5. O réu foi, originalmente, condenado a 10 (dez) meses e 15 (quinze) dias de pena privativa de liberdade, em regime inicial aberto, sendo 03 (três) meses e 15 (quinze) dias de detenção e 11 (onze) dias-multa, no valor unitário de um trigésimo do salário mínimo vigente à época dos fatos, pela prática delitiva descrita no artigo 32, caput, da Lei 9.605/98 (em continuidade delitiva, considerando os diversos passeriformes vítimas de maus-tratos, já aplicada a fração mínima de aumento correspondente a 1/6, incidente sobre a respectiva pena definitiva fixada em três meses de detenção e dez dias-multa), e 07 (sete) meses de detenção e 11 (onze) dias-multa, pela imputação do crime previsto no artigo 29, § 1º, III, da Lei 9.605/98 (em continuidade delitiva, considerando os diversos passeriformes em cativeiro irregular, já aplicada a fração mínima de aumento correspondente a 1/6, incidente sobre a respectiva pena definitiva fixada em seis meses de detenção e dez dias-multa), em concurso material entre si, substituída a soma das penas corporais por uma única restritiva de direitos consistente em prestação de serviços à comunidade, em entidade a ser designada pelo Juízo da execução penal, pelo mesmo prazo da pena privativa de liberdade imposta e em tempo não inferior a sete horas semanais.

6. Ainda que ex officio e em benefício do réu, ficou ora excluída a continuidade delitiva e sua respectiva fração de aumento, equivocadamente, aplicadas pelo magistrado sentenciante em relação ao delito remanescente previsto no art. 29, § 1º, III, da Lei 9.605/98, uma vez que, independentemente da quantidade de aves silvestres apreendidas em poder do réu em cativeiro domiciliar ilegal na ocasião dos fatos, não há de se falar em múltiplas condutas delitivas perpetradas contra a fauna silvestre, mas em crime único, ficando ora definitivamente fixada sua nova pena privativa de liberdade em apenas 06 (seis) meses de detenção, em regime inicial aberto, e 10 (dez) dias-multa, no valor unitário de um trigésimo do salário mínimo vigente à época dos fatos, substituída a nova pena corporal por uma única restritiva de direitos consistente em prestação de serviços à comunidade, pelo mesmo prazo da pena substituída, a ser especificada pelo Juízo de Execução Penal.

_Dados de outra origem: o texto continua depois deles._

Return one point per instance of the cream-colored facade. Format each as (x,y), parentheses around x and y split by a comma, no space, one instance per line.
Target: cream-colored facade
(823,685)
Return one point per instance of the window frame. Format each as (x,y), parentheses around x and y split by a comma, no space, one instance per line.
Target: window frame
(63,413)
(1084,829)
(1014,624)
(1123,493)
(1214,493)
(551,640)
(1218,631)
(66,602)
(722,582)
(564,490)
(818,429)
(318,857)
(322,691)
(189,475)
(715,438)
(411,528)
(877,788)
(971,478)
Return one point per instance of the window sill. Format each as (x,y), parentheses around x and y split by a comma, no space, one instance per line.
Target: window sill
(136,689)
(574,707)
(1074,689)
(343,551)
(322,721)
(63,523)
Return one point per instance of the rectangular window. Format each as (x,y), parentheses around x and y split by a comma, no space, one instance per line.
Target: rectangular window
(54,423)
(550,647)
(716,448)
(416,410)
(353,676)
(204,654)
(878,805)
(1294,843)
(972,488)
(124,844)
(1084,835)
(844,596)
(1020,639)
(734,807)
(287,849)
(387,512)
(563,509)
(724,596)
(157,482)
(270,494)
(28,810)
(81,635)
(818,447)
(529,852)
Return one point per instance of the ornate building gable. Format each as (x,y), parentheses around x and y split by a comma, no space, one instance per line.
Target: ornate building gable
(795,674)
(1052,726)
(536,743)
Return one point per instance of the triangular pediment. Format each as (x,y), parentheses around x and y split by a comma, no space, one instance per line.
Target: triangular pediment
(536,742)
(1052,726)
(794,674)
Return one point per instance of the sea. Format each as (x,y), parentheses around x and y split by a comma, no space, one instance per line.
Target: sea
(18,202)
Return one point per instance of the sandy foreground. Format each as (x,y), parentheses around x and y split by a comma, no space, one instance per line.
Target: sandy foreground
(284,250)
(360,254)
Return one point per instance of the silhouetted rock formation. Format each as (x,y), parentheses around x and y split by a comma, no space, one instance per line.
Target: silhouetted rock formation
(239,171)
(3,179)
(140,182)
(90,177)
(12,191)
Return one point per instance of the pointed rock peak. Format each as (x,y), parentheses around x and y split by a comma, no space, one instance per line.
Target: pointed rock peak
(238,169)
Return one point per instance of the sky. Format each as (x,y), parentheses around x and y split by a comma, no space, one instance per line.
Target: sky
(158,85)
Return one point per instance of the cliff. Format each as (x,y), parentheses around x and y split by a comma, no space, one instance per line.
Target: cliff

7. Apelo defensivo parcialmente provido.


  ACÓRDÃO

Vistos e relatados estes autos em que são partes as acima indicadas, a Décima Primeira Turma, por unanimidade, decidiu DAR PROVIMENTO ao apelo da defesa, reformando a r. sentença, para absolver o acusado JUAREZ SOUZA MENDES do delito do artigo 32, caput, da Lei 9.605/98, em observância ao princípio jurídico da presunção de inocência (in dubio pro reo), com fundamento no artigo 386, VII, do Código de Processo Penal, e de ofício e em benefício do réu, excluir a continuidade delitiva e sua respectiva fração de aumento, equivocadamente, aplicadas pelo magistrado sentenciante em relação ao delito remanescente previsto no art. 29, § 1º, III, da Lei 9.605/98, ficando ora definitivamente fixada sua nova pena privativa de liberdade em apenas 06 (seis) meses de detenção, em regime inicial aberto, e 10 (dez) dias-multa, no valor unitário de um trigésimo do salário mínimo vigente à época dos fatos, substituída a nova pena corporal por uma única restritiva de direitos consistente em prestação de serviços à comunidade, pelo mesmo prazo da pena substituída, a ser especificada pelo Juízo de Execução Penal, nos termos do relatório e voto que ficam fazendo parte integrante do presente julgado.